Sunday, July 12, 2015

A Revival of Saramago

Imagine my joy to be walking through a bookstore in Oshawa one day while on vacation and discovering a stack of Jose Saramago books on a table. I was convinced I had read everything that the man ever wrote. But it seems that after his death on June 18th, 2010 [a day I will never forget] -- his publishers had been holding back on a few things, and he is now being posthumously published again!
The book I found that day was called Raised From The Ground, first published in Portuguese in 1980, now freshly translated into English. I had no idea the thing existed. I promptly bought two copies.
I read it, and it was fantastic.
A bit later on, after doing a bit of research I found one called The Lives of Things, a collection of six short stories. Again I got two copies, sending one to my best friend. But there was yet one more discovery to be made, a novel called Skylight, which was Saramago's first novel, written when he was a mere 31 years old. It was rejected at the time. Being ignored by that publisher plunged the writer into a painful, indelible silence that lasted decades. Even after winning the Nobel Prize for Literature in 1998, Saramago continued to keep this book Skylight a secret, refusing to have it published during his earthly existence.
But we have it now.
I encourage you to read it. In fact, if you have never read Jose Saramago, Skylight may be a good place to start, because it is written in a straightforward, grammatically correct way.
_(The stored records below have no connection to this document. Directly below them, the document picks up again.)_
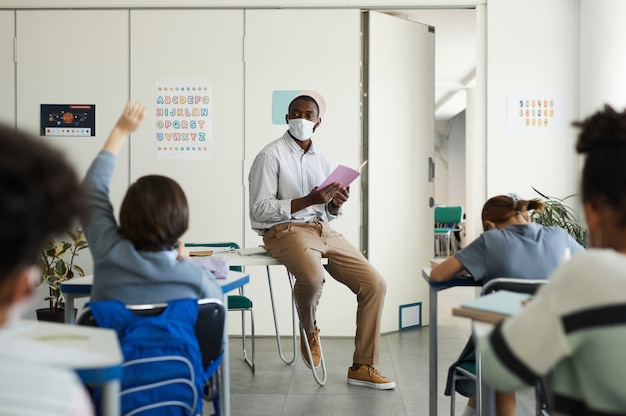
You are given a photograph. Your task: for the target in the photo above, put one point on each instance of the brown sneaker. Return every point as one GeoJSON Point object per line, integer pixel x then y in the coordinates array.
{"type": "Point", "coordinates": [314, 345]}
{"type": "Point", "coordinates": [368, 376]}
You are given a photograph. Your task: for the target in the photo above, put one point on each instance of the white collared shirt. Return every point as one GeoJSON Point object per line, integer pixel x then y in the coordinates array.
{"type": "Point", "coordinates": [281, 172]}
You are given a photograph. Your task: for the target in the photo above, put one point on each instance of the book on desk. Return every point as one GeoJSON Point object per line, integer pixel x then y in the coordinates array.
{"type": "Point", "coordinates": [492, 308]}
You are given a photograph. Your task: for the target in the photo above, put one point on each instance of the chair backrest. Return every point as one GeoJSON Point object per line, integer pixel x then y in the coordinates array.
{"type": "Point", "coordinates": [448, 215]}
{"type": "Point", "coordinates": [528, 286]}
{"type": "Point", "coordinates": [230, 244]}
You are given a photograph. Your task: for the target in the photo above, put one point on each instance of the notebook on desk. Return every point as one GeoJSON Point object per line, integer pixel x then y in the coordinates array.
{"type": "Point", "coordinates": [493, 307]}
{"type": "Point", "coordinates": [252, 251]}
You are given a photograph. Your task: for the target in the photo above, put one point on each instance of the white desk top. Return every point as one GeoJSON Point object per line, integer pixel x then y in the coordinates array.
{"type": "Point", "coordinates": [82, 285]}
{"type": "Point", "coordinates": [236, 259]}
{"type": "Point", "coordinates": [94, 353]}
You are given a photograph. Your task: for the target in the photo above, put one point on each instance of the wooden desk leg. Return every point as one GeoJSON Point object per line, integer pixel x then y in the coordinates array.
{"type": "Point", "coordinates": [432, 359]}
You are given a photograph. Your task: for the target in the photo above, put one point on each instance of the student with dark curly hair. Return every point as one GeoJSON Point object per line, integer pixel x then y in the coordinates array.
{"type": "Point", "coordinates": [40, 197]}
{"type": "Point", "coordinates": [576, 323]}
{"type": "Point", "coordinates": [511, 246]}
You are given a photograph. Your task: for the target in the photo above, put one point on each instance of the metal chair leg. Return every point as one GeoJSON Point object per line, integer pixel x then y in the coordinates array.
{"type": "Point", "coordinates": [250, 361]}
{"type": "Point", "coordinates": [293, 319]}
{"type": "Point", "coordinates": [319, 380]}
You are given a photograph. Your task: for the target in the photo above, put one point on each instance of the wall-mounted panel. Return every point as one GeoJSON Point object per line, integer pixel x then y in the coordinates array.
{"type": "Point", "coordinates": [7, 66]}
{"type": "Point", "coordinates": [401, 125]}
{"type": "Point", "coordinates": [186, 45]}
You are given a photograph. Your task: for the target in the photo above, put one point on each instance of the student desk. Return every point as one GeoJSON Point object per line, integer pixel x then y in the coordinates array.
{"type": "Point", "coordinates": [94, 353]}
{"type": "Point", "coordinates": [434, 289]}
{"type": "Point", "coordinates": [80, 287]}
{"type": "Point", "coordinates": [263, 259]}
{"type": "Point", "coordinates": [236, 259]}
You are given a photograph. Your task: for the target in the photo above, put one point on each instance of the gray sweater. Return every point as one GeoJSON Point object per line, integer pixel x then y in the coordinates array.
{"type": "Point", "coordinates": [576, 325]}
{"type": "Point", "coordinates": [122, 272]}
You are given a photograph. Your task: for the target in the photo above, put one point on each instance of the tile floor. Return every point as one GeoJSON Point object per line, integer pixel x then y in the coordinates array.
{"type": "Point", "coordinates": [279, 389]}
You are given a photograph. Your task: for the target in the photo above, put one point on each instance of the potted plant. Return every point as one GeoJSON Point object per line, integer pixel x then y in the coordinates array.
{"type": "Point", "coordinates": [556, 212]}
{"type": "Point", "coordinates": [57, 263]}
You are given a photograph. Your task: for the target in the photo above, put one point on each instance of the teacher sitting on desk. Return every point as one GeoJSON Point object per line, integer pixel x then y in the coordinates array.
{"type": "Point", "coordinates": [293, 215]}
{"type": "Point", "coordinates": [511, 246]}
{"type": "Point", "coordinates": [576, 323]}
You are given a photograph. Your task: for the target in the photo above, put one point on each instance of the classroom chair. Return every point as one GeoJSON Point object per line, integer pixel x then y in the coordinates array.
{"type": "Point", "coordinates": [239, 303]}
{"type": "Point", "coordinates": [155, 389]}
{"type": "Point", "coordinates": [466, 370]}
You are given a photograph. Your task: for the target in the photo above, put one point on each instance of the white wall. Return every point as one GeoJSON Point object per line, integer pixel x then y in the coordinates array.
{"type": "Point", "coordinates": [7, 67]}
{"type": "Point", "coordinates": [602, 57]}
{"type": "Point", "coordinates": [535, 58]}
Later on he adopted a style so unique that some readers may find those books hard to follow -- although I myself found them irresistible. I love what his wife, Pilar del Rio, said in the Introduction to Skylight:
Skylight is the gift that Saramago readers deserved to receive. It is not the closing of a door; on the contrary, it flings the door wide open so that we can go back inside and read or reread his other novels in the light of what he was writing as a young man. Skylight is the gateway into Saramago's work and will be a real discovery for its readers. As if a perfect circle had closed. As if death did not exist.
As if death did not exist.
Jose Saramago died 1,850 days ago. 5 years and 24 days ago. 264 weeks and 2 days ago. 44,400 hours ago. 2,664,000 minutes ago. 159,840,000 seconds.
I'm so glad he left us this last gift to open, on our way to re-reading everything else.



2 comments:

Stefanie said...

How wonderful to find not one but three new books by your favorite author from whom you never thought there would be anything new.

Anonymous said...

The day I’ll never forget is the 17th of June: I got married. Let me not count the years, the months, the days, the minutes…. It’s depressing!! I said ‘YES’. Why?
3 weeks ago, a 75 year-old woman start having a row with her 79 year old husband. She told him to ‘shut up’; he denied and challenged her to do something about it. She grabbed a small axe and planted it on his skull. Then she called their ‘kids’, stating “I had enough of the bastard. He is dead”. The ‘kids’ were not surprised said to the police; they were expecting it sooner or later. It just happened quite later. This 75 year old woman had enough for long enough time(46 years of marriage!!)
I am not the biggest fan of short stories. They linger shortly into readers’ minds and memory. People need time to get attached with the setting, the characters, the situations; you don’t get that time in a short story. It’s like a flash of lighting. But writers take prices for short stories, and they could be a good compromise for the summer holidays. So read carefully “the Dead Hand grabs You” and “I Dream of Biting Cip with my Red, Red Teeth”. They are vividly imagined meditations on memory, justice and revenge. Have I told you that I have a red car? Just like Isserley.
Saramago’s widow, Pilar del Rio, is probably right when she believes that ‘Skylight is the gateway into Saramago's work and will be a real discovery for its readers’. But she talks nonsense when she suggests that ‘As if a perfect circle had closed.As if death did not exist’. When someone dies a circle is closed and when a circle is closed, then you have created a zero( 0). The point for me is to create the figure of 8(my lucky number), the symbol of infinity which reflects the balance of opposites, male and female, day and night, dark and light and the union of 2 equals. Saramago was already a Nobel laureate and an accomplished writer and his widow had every right to decide on what to publish and what not.
I spotted in New Yorker,Margaret Atwood's "The Stone Mattress".I think it's hilarious;brings memories of the first time I was thrown out of Criminal Law.The whole amphitheatre was laughing,the lecturer was not!!
By the way your friend’s short-story is for A-LEVEL exams. In the beginning he notices a symbol on the rock. Does he use it later on? NO! Why is this man digging? I would have played with the meaning of 2 words: Pluto (Wealth) and Pluton. Last month I was reading and writing summaries for my kid’s Literature exams. Two of the writers I had to read were Louis Sepulveda and John Fowles.John is so exceptional!!
Please delete all my posts,all the stupid irrelevant posts. GO ON.